In the coronal and middle thirds, TFA files showed less canal transportation and higher centering ability than Mtwo instruments with both CR and AM. However, AM produced higher centering ratio, but not a better canal transportation, than CR using TFA files and Mtwo.

These findings are in agreement with previous papers in which twisted file adaptive system reported lower value of canal transportation and higher value of centering ratio in comparison with reciprocating systems [17, 19]. Same results were obtained by twisted files when compared with continuous rotating instruments (including Mtwo) [13, 36]. Conversely, another study reported no difference in canal transportation and centering ratio of Twisted files and Mtwo assessed by using a modified double digital radiographic technique. The differences in these results are probably due to the different methodology of these studies [37].

The lesser canal transportation of the TFA files than Mtwo could be due to the improved flexibility of the Twisted File [38], as a result of the thermal pre-treatment of the alloy during manufacturing which makes it more ductile, reducing the magnitude of the restoring forces [38].

However, in the apical third, no difference was found in canal transportation and centering ability of the different instruments (TFA files or Mtwo) or kinematics tested (CR or AM). These results are in agreement with a previous study that reported no influence due to the type of mechanical movements or instruments on apical canal transportation and centralization [39].

The absence of a statistically significant difference at the apical third between the groups could be attributed to the non-cutting modified safety tip of the Mtwo and TFA instruments, the standardization of the apical diameter size [40], and the small file dimensions that cause only a little increment of TFA files flexibility compared to Mtwo in the first millimeters from the tip of the files. In fact, the bigger is the instrument dimensions (coronal and medium parts of the files are bigger than the apical one due to the instruments taper) the greater will be the benefits of the improved flexibility due to heat-treated alloy of TFA files.
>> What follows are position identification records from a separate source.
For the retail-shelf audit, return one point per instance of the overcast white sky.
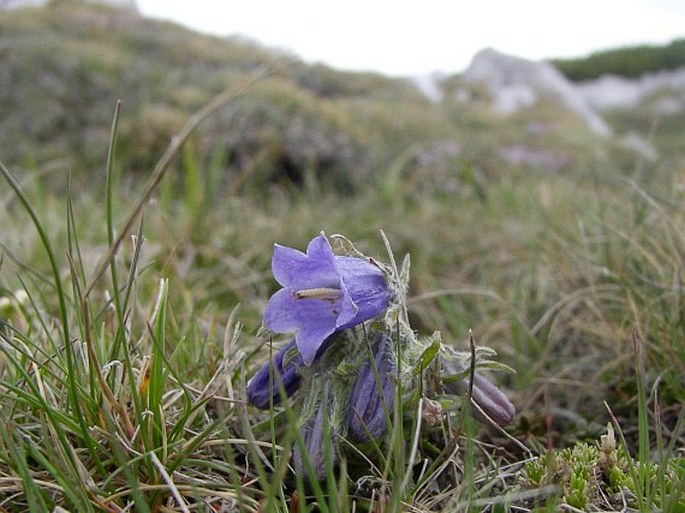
(410, 38)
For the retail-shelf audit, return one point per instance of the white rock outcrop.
(516, 83)
(613, 92)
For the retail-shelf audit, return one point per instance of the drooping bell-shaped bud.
(317, 437)
(372, 393)
(489, 399)
(264, 389)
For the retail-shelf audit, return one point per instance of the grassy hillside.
(630, 62)
(132, 293)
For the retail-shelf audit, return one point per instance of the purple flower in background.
(322, 293)
(263, 390)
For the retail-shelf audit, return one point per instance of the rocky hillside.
(65, 66)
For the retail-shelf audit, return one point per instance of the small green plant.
(602, 474)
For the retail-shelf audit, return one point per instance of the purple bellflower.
(370, 398)
(262, 391)
(322, 293)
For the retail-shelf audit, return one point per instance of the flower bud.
(367, 414)
(263, 389)
(314, 439)
(490, 400)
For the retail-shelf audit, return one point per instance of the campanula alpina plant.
(354, 351)
(322, 293)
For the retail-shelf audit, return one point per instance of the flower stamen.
(322, 293)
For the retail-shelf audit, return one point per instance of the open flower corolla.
(322, 293)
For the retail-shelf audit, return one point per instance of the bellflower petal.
(322, 293)
(293, 269)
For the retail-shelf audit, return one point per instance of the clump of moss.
(603, 475)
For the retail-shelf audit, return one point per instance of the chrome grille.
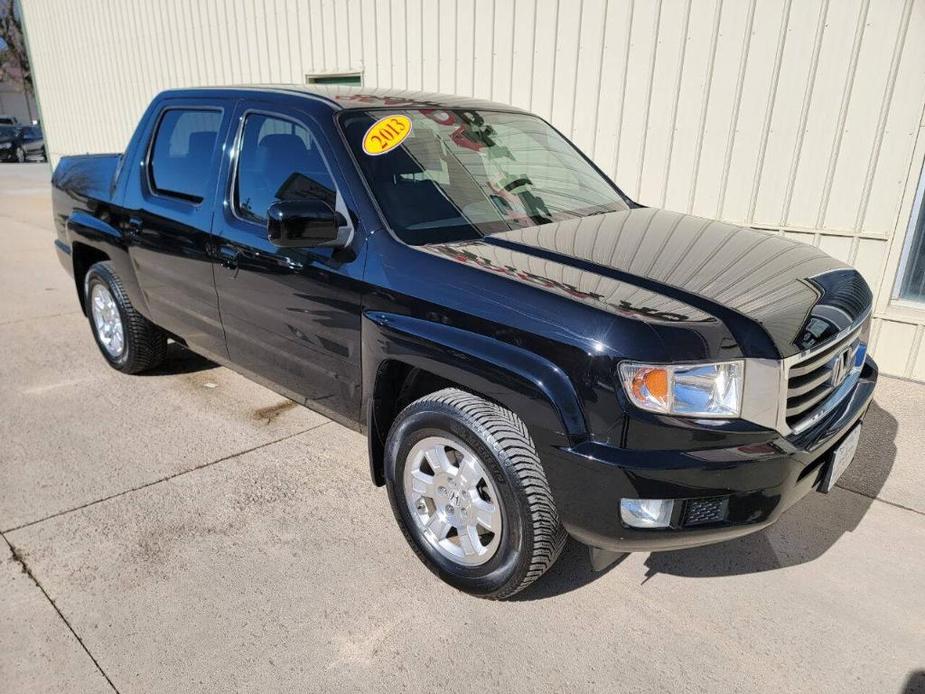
(813, 379)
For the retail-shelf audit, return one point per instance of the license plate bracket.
(841, 458)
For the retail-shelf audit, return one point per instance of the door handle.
(228, 257)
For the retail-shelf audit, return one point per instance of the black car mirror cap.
(308, 223)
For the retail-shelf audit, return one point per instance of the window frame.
(162, 193)
(905, 259)
(237, 144)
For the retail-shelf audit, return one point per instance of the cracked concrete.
(192, 531)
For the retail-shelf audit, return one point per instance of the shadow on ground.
(816, 523)
(180, 361)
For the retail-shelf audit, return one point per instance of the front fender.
(536, 389)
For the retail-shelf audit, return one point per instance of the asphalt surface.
(191, 531)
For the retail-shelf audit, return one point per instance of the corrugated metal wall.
(800, 116)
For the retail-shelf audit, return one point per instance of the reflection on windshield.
(461, 174)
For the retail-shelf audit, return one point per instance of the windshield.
(462, 174)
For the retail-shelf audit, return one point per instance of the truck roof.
(344, 97)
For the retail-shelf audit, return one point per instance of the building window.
(911, 283)
(349, 79)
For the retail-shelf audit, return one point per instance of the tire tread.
(546, 535)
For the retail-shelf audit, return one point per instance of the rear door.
(169, 218)
(291, 315)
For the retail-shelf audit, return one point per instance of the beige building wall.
(803, 117)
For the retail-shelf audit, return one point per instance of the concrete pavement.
(191, 531)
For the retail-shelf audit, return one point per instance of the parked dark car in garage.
(531, 353)
(21, 143)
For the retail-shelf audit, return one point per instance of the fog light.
(646, 513)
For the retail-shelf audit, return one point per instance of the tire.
(530, 536)
(142, 346)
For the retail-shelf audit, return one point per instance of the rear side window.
(278, 160)
(182, 152)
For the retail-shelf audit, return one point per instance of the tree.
(14, 60)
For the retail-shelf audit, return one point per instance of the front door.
(291, 316)
(168, 222)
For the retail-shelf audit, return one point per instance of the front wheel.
(128, 341)
(470, 494)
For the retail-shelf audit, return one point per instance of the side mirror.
(308, 223)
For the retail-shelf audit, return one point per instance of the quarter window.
(182, 153)
(278, 160)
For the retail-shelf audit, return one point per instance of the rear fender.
(85, 231)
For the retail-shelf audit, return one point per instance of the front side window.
(462, 174)
(181, 156)
(278, 160)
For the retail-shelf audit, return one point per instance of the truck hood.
(776, 296)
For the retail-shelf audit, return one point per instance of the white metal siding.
(800, 116)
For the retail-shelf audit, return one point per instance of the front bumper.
(757, 481)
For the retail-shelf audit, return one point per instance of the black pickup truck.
(531, 354)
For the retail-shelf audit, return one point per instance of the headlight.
(688, 390)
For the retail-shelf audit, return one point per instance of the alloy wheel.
(107, 320)
(453, 500)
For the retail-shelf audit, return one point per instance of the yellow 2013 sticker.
(386, 134)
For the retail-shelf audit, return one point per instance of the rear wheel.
(128, 341)
(470, 494)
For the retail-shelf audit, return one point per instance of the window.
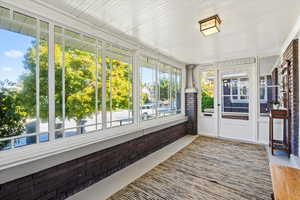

The use of the AM with conventional NiTi instruments made for CW continuous rotation, such as Mtwo, could represent a clinical possibility to improve their centering ratio without worsening other preparation qualities as volume, surface area, and canal transportation.

Conclusion

Within the limits of this study, the null hypothesis that there is no difference between Twisted File Adaptive and Mtwo in continuous rotation or in adaptive motion in the preparation of mesial root canals of mandibular molars was partially rejected.

Adaptive motion produces higher volume and larger surface area than continuous rotation with TFA; however, no difference was found with Mtwo instruments.

In the coronal and middle parts of the root canal, TFA files showed lesser canal transportation and higher centering ratio than Mtwo with both movements tested (continuous rotation and adaptive motion), while adaptive motion improved the centering ability, but not the canal transportation, for both TFA and Mtwo.

However, in the apical third, there was no difference between the instruments and movements tested.